A certain fear began gnawing at the back of my mind, and a horrible suspicion was slowly tightening my chest. She was very short. She was dressed as a cat. She had no breasts. How young was this girl?

"Thank you," she said. She was smiling, I think. It was a slight smile. I don't know if it was forced or just delicate.

"Hey, don't thank me yet. I'm happy to take you out for coffee, or a walk in the park, but I haven't done anything yet. If you uhm," I swallowed, wetted my drying throat and steeled my resolve. "If you call though, then you can thank me."

I gave her a smile that I felt was warm and confident. To my dismay she looked down. I noticed then that she was digging in her pocket. She pulled out a cell-phone. An hundred thoughts with an hundred possibilities of what she was doing darted through my mind like an eight-lane highway. Was she going to add my number to her phone, or was she going to give her phone number to me? After all, many persons these days did not know their own cell numbers because it is so easily researched.

She began punching the touchscreen pad. If there were key-tones I would have counted them, but it was likely just the little ticking sounds and the room was too loud for me to hear. The girl lowered her phone to her side and let her arm dangle. She took a step toward me and I nearly bolted, but stayed put. She looked up at me. I looked down at her. Maybe three seconds passed. I opened my mouth to say something. My phone vibrated in my thigh pocket.

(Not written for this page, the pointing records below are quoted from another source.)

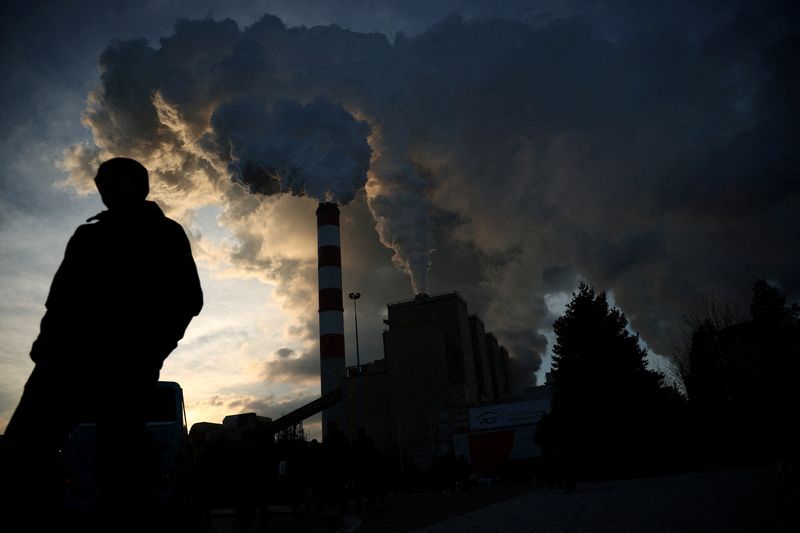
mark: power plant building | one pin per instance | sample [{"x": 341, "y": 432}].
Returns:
[{"x": 438, "y": 360}]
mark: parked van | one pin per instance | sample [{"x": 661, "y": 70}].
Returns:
[{"x": 166, "y": 424}]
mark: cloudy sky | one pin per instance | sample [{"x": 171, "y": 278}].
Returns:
[{"x": 505, "y": 150}]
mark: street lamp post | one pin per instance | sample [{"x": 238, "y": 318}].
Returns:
[{"x": 355, "y": 296}]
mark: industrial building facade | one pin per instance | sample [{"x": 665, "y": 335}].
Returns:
[{"x": 439, "y": 364}]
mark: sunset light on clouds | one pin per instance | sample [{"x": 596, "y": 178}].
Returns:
[{"x": 506, "y": 152}]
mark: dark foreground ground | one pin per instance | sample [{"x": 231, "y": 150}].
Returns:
[{"x": 761, "y": 500}]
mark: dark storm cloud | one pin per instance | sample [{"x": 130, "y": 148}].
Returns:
[
  {"x": 652, "y": 158},
  {"x": 291, "y": 366}
]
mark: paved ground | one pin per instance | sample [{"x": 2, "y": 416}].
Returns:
[{"x": 763, "y": 500}]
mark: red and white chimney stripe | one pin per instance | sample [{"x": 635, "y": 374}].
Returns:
[{"x": 331, "y": 310}]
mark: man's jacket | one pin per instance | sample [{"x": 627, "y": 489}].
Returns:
[{"x": 122, "y": 297}]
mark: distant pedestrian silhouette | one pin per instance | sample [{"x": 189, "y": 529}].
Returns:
[{"x": 120, "y": 301}]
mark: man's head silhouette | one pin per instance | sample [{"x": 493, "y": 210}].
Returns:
[{"x": 123, "y": 183}]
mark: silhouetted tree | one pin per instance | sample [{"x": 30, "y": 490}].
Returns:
[
  {"x": 740, "y": 379},
  {"x": 610, "y": 413}
]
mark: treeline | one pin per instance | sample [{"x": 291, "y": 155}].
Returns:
[{"x": 614, "y": 417}]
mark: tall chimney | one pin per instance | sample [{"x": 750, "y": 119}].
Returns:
[{"x": 331, "y": 310}]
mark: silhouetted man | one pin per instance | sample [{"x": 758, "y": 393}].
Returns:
[{"x": 120, "y": 301}]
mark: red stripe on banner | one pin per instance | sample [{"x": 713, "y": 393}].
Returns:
[
  {"x": 328, "y": 216},
  {"x": 330, "y": 300},
  {"x": 329, "y": 256},
  {"x": 331, "y": 345}
]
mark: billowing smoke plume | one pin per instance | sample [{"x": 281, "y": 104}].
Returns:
[
  {"x": 316, "y": 150},
  {"x": 651, "y": 154}
]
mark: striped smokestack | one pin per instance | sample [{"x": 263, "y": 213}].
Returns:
[{"x": 331, "y": 311}]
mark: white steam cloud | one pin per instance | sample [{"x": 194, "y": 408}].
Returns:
[{"x": 651, "y": 157}]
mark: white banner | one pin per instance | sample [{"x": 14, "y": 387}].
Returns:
[{"x": 502, "y": 415}]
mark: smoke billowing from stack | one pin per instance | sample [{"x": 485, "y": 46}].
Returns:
[{"x": 331, "y": 310}]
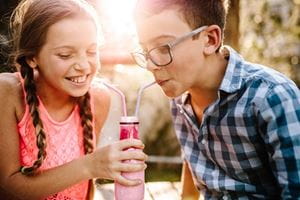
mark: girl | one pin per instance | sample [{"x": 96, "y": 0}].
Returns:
[{"x": 52, "y": 114}]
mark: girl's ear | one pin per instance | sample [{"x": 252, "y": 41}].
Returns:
[
  {"x": 213, "y": 39},
  {"x": 31, "y": 62}
]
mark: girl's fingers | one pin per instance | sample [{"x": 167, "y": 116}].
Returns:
[
  {"x": 132, "y": 167},
  {"x": 133, "y": 154},
  {"x": 124, "y": 144},
  {"x": 123, "y": 181}
]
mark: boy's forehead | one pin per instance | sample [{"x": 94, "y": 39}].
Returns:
[{"x": 166, "y": 23}]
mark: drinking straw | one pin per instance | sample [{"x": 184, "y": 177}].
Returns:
[
  {"x": 120, "y": 93},
  {"x": 137, "y": 107}
]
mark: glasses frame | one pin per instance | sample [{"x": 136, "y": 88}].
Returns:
[{"x": 169, "y": 46}]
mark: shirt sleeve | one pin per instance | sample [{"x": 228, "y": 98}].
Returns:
[{"x": 279, "y": 125}]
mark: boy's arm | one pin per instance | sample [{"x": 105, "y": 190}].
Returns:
[
  {"x": 189, "y": 190},
  {"x": 279, "y": 124}
]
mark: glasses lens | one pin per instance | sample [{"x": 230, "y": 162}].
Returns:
[
  {"x": 160, "y": 56},
  {"x": 140, "y": 59}
]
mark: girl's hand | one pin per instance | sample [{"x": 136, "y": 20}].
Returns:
[{"x": 106, "y": 162}]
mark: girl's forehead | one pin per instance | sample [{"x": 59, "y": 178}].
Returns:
[
  {"x": 72, "y": 30},
  {"x": 166, "y": 23}
]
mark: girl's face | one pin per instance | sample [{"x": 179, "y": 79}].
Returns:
[{"x": 69, "y": 58}]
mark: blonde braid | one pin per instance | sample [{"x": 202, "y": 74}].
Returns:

Again, my heart throbbed, sending this wave of – of something throughout my body. It was like a combination of anxiety, dread, and cautious optimism. I would be lying if I did not admit that mixed in with all of those emotions was sheer elation.

"O-one moment," I stammered as I patted every pocket on my rave-pants (don't worry, I keep the tassels hidden in the pockets) even though I always keep my phone in the same pocket. I pulled it out and looked at the screen. The number showed, but the name said "unknown." I simply dared not hope at this point, though there was little doubt in my mind who was calling. I tapped the green "answer" button and put the phone to my ear, but I looked directly at the little cat-girl, and she looked at me, and I saw that she had her phone to her ear, too.

I questioned into my phone while looking at her, "Hello?"

She responded into her phone, looking at me, "Thank you."

This time, the smile on her face was more obvious, and I'm sure my eyes must have looked wild. I was in. I was in! She – this was good! Right? Doubt sneaked in. No, no, she had called me. That could mean nothing other than that she had just intentionally given me her number.

"I'll call you, then," I said into the phone.

"I'd like that."

I turned slowly to walk away. Three paces in I stopped and whirled around way too energetically, and I saw she was looking at me. Her gaze jerked away for a moment, then returned. Was that – bashfulness? Had I caught her staring?

"Oh, I forgot to ask. What do I call you?"

"J–" she skipped a beat. "Jess."

"Jess," I repeated and gave her what I hoped was a warm smile. "Perfect." I looked at her pointedly when I said it, and I think she blushed, but I could have imagined it. I turned and walked back to my friends who were watching me. Their mouths were fairly hanging open. Fin spoke first, "Did you just do that?"

"That's not a girl," Colt said.

For the third, or fourth, or maybe the fifth time that night, my heart pulsed, and took all of the oxygen I had with it.